Como se mede o valor de um disco? Ou não se mede, já que ele é apenas uma coleção de canções? Mas não há, de fato, canções que salvam ou vidas? Ou as perdem? Pode parecer um dilema infrutífero e auto-indulgente, um típico exercício de filosofia inaplicável e masturbatória, mas é algo bem plausível, quase imprescindível, quando se pensa em Señales, o recém-lançado álbum dos Callejeros.

Para quem não conhece, o sexteto era o maior fenômeno do rock argentino desde Patrício Rey Y Sus Redonditos de Ricota (o nome é sério, pode acreditar). Los Redondos, como eram conhecidos, pelejaram oito anos (de 1976 a 1984) no underground portenho até conseguir gravar seu primeiro disco, a partir do qual sua carreira literalmente só fez crescer: seus shows chegavam a juntar quase uma centena de milhares de pessoas antes do seu fim, no início desses anos 00. Jijiji, seu maior hit, põe até seguranças para pogar em casas noturnas, para se ter uma idéia do nível de adoração.

Corte para 2004: a fama dos Callejeros estava no nível de adoração do maior fenômeno do rock argento.
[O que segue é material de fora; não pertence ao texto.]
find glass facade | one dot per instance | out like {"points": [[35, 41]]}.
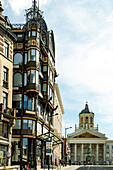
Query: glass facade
{"points": [[33, 55], [5, 100], [18, 59], [3, 155], [17, 101], [16, 149], [32, 76], [29, 103], [17, 80], [6, 49]]}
Fãs adolescentes viajavam junto com a banda, numa versão teen e latino-americana dos deadheads, enquanto fãs mais velhos eram seduzidos pela aura mística da banda, embalada num vigor juvenil que comunica aquele tesão de estar vivo.

O som dos Callejeros - um cruzamento de Stones circa 70, Creedence, Carlos Gardel e pop argento - encontrava na pátria stoner (como os roqueiros argentinos se referem ao seu país, e não como referência ao rock de Fu Manchu e Queens of The Stone Age) um berço esplêndido para uma história de sucesso irrefreável. Isso tudo até o fatídico 30-D, 30 de dezembro de 2004, quando 194 pessoas morreram durante um show da banda na boate República Cromañon, graças a um incêndio provocado por fogos de artifício disparados da platéia.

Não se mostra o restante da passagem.